Another important development of the LIMS approach is based on integration software tools to reduce the time, complexity and cost of software development. A representative example of this approach is the SIGla: an adaptive open source LIMS for multiple laboratories [18] that provides the integration between a generic information system and several available workflow engines using standard files. SIGla provides workflow features using the Enhydra Shark [19] open source editor that is a graphical tool to design workflows. Once the workflow is designed, SIGla creates a XPDL file [20] allowing workflow execution into a workflow engine, called Shark. In addition to the use workflow management tools, the Shark framework in SIGla has been expanded to support important features including sequential chaining (where the output of an activity can be used as input to another activity), and repetition procedures for exception handling. The SIGla authors presented an example where the integration of workflow tools was not a simple task. To make this integration possible, some cases require not only adaptation but also the development of new features.
Both LIMS approaches (i.e., programming language and workflow engine integration) provide scalability since there are many ways to integrate and adapt laboratory management systems.

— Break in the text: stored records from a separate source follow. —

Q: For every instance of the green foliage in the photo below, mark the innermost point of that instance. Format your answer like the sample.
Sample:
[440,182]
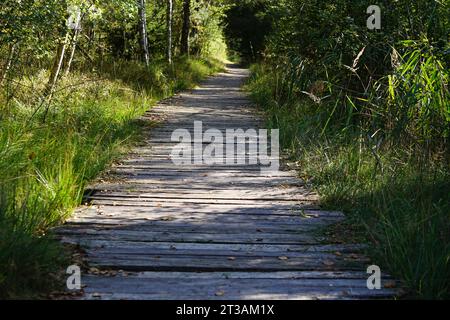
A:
[45,166]
[366,114]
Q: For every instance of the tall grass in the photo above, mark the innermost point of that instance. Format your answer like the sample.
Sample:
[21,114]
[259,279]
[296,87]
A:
[48,153]
[382,157]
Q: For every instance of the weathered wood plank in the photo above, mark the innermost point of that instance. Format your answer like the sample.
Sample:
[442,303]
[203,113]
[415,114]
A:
[190,228]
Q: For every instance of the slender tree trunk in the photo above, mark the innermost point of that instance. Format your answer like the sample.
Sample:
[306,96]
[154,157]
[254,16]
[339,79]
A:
[169,30]
[8,64]
[143,31]
[74,41]
[57,65]
[186,27]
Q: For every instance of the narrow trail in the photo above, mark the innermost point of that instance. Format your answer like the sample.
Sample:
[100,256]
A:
[210,232]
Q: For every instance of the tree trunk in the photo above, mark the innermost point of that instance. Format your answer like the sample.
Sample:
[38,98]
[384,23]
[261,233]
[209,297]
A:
[169,18]
[186,27]
[57,65]
[8,64]
[74,41]
[143,31]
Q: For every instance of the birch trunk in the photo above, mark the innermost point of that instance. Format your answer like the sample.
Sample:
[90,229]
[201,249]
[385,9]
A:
[8,64]
[143,31]
[186,27]
[169,30]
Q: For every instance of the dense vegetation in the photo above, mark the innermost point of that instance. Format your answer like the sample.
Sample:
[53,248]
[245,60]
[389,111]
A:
[69,98]
[366,113]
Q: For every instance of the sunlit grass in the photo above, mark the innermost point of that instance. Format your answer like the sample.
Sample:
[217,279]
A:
[48,153]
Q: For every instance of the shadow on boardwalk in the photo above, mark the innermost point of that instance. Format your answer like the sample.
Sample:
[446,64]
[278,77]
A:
[210,232]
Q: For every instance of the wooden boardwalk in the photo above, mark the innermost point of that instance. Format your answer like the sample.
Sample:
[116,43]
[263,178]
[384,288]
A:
[155,230]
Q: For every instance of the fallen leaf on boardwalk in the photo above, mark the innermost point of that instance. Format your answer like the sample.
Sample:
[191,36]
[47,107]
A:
[390,285]
[328,263]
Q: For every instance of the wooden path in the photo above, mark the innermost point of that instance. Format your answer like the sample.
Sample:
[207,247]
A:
[155,230]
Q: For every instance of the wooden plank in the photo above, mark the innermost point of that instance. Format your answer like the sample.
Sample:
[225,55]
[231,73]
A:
[241,289]
[263,249]
[226,237]
[159,262]
[286,203]
[190,228]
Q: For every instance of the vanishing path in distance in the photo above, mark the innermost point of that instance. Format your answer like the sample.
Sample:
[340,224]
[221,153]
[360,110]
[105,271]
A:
[163,231]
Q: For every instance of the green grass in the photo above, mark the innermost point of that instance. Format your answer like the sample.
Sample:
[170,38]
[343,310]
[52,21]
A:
[49,153]
[396,195]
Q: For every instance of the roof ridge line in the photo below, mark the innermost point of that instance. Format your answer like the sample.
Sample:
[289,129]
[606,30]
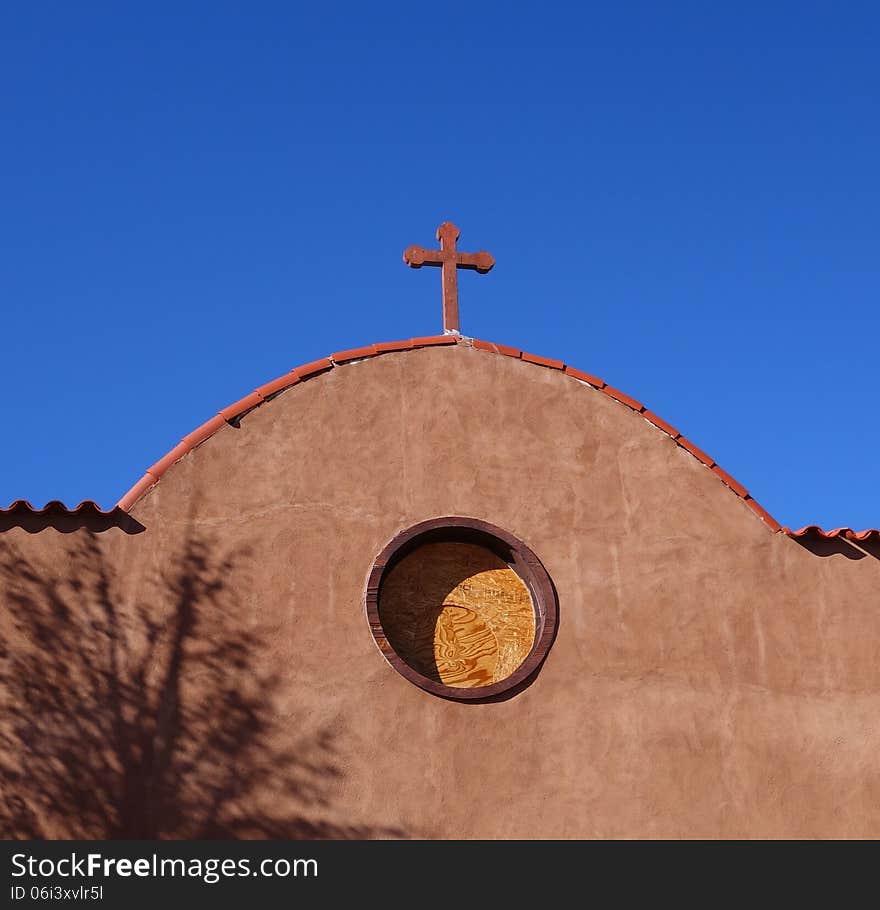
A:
[266,392]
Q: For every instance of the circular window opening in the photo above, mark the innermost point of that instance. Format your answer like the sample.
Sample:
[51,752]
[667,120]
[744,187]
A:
[461,608]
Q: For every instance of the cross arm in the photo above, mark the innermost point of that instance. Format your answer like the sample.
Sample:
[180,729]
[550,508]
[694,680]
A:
[481,262]
[417,256]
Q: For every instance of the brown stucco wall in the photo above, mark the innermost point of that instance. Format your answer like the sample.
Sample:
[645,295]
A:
[709,678]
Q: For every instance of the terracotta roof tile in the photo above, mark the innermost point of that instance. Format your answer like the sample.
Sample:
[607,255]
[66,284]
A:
[870,535]
[278,385]
[386,347]
[543,361]
[622,397]
[354,354]
[55,505]
[497,348]
[313,368]
[162,465]
[586,377]
[764,515]
[237,408]
[737,488]
[429,340]
[662,424]
[697,453]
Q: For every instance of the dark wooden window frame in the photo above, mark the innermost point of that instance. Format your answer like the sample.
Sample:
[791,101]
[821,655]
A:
[509,548]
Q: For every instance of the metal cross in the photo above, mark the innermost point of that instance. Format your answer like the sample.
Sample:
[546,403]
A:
[450,261]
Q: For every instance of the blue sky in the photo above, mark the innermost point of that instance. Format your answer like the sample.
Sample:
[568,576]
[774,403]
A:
[681,198]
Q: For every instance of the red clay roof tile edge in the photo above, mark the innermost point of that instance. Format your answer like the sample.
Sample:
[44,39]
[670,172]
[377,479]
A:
[56,505]
[268,390]
[846,533]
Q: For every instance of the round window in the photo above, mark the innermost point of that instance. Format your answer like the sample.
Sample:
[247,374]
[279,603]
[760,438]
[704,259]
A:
[461,608]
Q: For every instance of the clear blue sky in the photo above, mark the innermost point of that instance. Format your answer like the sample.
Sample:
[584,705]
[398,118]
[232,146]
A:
[681,198]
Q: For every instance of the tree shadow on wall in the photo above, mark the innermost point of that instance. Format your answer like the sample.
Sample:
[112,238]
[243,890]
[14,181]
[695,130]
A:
[123,721]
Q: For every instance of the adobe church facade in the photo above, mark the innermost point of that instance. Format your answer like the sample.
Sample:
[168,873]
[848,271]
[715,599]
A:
[619,642]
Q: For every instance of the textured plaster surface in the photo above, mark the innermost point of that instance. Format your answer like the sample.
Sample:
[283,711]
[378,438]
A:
[709,678]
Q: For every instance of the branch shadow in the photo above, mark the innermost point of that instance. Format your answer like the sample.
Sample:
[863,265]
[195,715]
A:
[126,720]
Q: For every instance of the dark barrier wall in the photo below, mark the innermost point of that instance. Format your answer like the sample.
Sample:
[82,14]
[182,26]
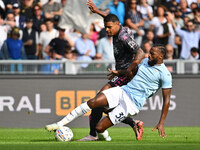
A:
[34,101]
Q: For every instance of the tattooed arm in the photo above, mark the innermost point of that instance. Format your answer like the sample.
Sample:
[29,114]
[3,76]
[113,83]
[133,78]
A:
[132,69]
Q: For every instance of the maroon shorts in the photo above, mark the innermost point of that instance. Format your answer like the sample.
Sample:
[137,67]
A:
[118,81]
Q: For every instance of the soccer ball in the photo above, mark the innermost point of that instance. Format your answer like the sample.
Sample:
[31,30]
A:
[64,134]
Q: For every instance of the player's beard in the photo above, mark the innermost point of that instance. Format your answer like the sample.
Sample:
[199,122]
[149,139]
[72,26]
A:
[152,62]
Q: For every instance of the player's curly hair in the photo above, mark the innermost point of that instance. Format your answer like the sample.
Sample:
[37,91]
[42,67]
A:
[111,18]
[161,48]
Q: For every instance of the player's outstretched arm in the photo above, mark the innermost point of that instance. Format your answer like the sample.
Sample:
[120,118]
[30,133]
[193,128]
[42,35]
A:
[166,101]
[132,69]
[94,9]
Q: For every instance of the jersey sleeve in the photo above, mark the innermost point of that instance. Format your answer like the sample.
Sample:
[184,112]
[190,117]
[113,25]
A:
[166,80]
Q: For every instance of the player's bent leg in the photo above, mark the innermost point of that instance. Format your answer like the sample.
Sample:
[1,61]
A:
[99,101]
[138,129]
[101,127]
[94,118]
[77,112]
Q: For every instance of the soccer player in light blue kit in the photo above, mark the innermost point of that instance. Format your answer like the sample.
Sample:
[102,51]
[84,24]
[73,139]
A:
[129,99]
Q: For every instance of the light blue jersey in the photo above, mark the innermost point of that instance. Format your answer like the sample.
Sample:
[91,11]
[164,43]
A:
[147,82]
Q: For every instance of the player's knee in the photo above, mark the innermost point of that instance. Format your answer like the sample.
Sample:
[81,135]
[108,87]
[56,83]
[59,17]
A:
[91,103]
[100,129]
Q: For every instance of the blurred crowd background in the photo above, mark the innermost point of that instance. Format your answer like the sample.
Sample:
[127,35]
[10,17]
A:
[29,30]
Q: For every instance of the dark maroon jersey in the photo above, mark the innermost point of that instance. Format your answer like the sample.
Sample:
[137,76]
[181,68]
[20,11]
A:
[124,47]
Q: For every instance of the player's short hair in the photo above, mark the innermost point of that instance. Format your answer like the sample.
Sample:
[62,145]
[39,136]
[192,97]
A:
[111,18]
[161,48]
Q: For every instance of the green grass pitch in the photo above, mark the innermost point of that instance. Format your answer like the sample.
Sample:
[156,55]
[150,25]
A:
[178,138]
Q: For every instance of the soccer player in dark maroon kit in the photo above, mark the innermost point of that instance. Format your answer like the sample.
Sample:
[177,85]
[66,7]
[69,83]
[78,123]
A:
[127,55]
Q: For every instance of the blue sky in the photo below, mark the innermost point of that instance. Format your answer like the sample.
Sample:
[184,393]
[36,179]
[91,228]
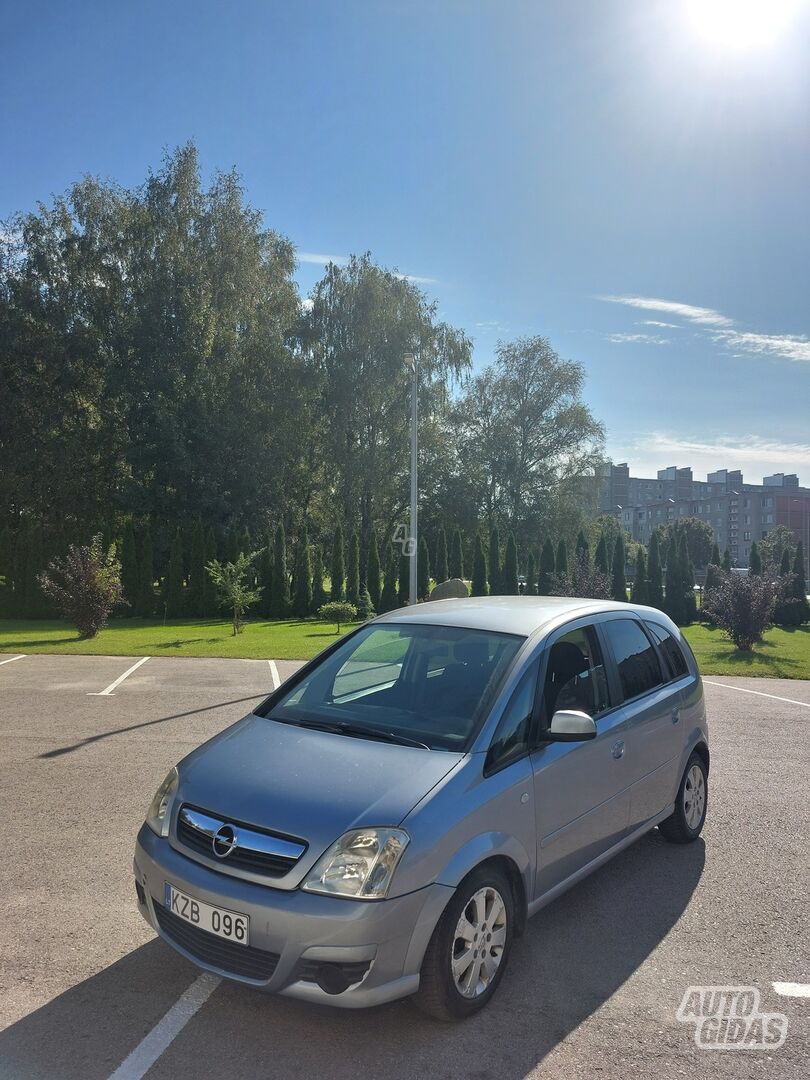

However, they do not support explicitly control-flow algebraic properties for workflow systems. The lack of algebraic properties is a disadvantage when there are involved complex workflows and mission-critical laboratory routines.
In this paper, we present an alternative LIMS approach that allows formal validation of workflow generated by the CEGH interface based on process algebra. This formal approach not only supports evaluation but also can be used for the execution of workflow applications.